For any given value of d you only have to compute the right hand side once, and of course you should square both sides of that inequality to avoid the sqrt() call for the chord distance.

(Double check my math against your current result of course...)

Cheers,

Scott

OK. Without debating any further the need to do these computations, just for Oracle/SQL/PLSQL practice (which is my only interest in this), I ran a few tests. First I generated a table with 112,400 rows, with columns location_id, latitude, longitude. location_id was just "level" in a select from dual connect by level <= 112400; latitude and longitude generated randomly between 25 and 50 (degrees N) and between -125 and -70 (degrees W), simulating approximately the United States. Sorry for the bias!

Then I ran the query with the OP's function, looking for all locations within 100 miles of the point at 35 degrees N (latitude), -90 degrees West (longitude), which is somewhere on the Mississippi/Tennessee state line if I am seeing it right. The query returns 654 results (with the random locations generated earlier). Over a few trials, the query took between 14 and 16 seconds.

Then I added columns to the "locations" table, for sin(latitude), cos(latitude) and rad_lon (longitude in radians).
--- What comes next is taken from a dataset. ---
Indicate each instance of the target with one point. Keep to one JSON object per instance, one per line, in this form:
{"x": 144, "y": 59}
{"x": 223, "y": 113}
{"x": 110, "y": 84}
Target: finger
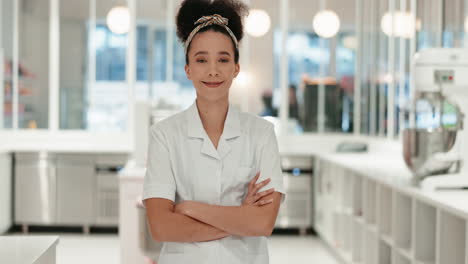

I wrote the PL/SQL function to compute the cos of the central angle between "input position" and locations in the table, and in the query I compared cos (dist/radius) (computed just once and input as a magic number) against the calculated values of this function. To return just the locations (same 654 results) the running time is consistently around 1.3 seconds. Adding the distances to the results increases the time to 1.6 seconds, and to also ORDER by distance adds another 0.1 seconds - I get the results with distances and ordered in 1.7 seconds, consistently. In this approach distances are not calculated "in the first pass" (in the WHERE part of query execution), only the cos of the central angle is computed. To compute the actual distance we need to take an arc cos (ACOS) and multiply by the radius. This is done when the SELECT clause is evaluated, which means it's done only for the rows that pass the WHERE condition - I am still computing the arc cosine and multiplying by radius, but only 654 times, not 112,400 times.

Finally, I in-lined everything (wrote the computations directly in the query, no PL/SQL function, so no function call overhead); this way the time to get locations and distances, ordered by distance, is consistently less than 1.5 seconds.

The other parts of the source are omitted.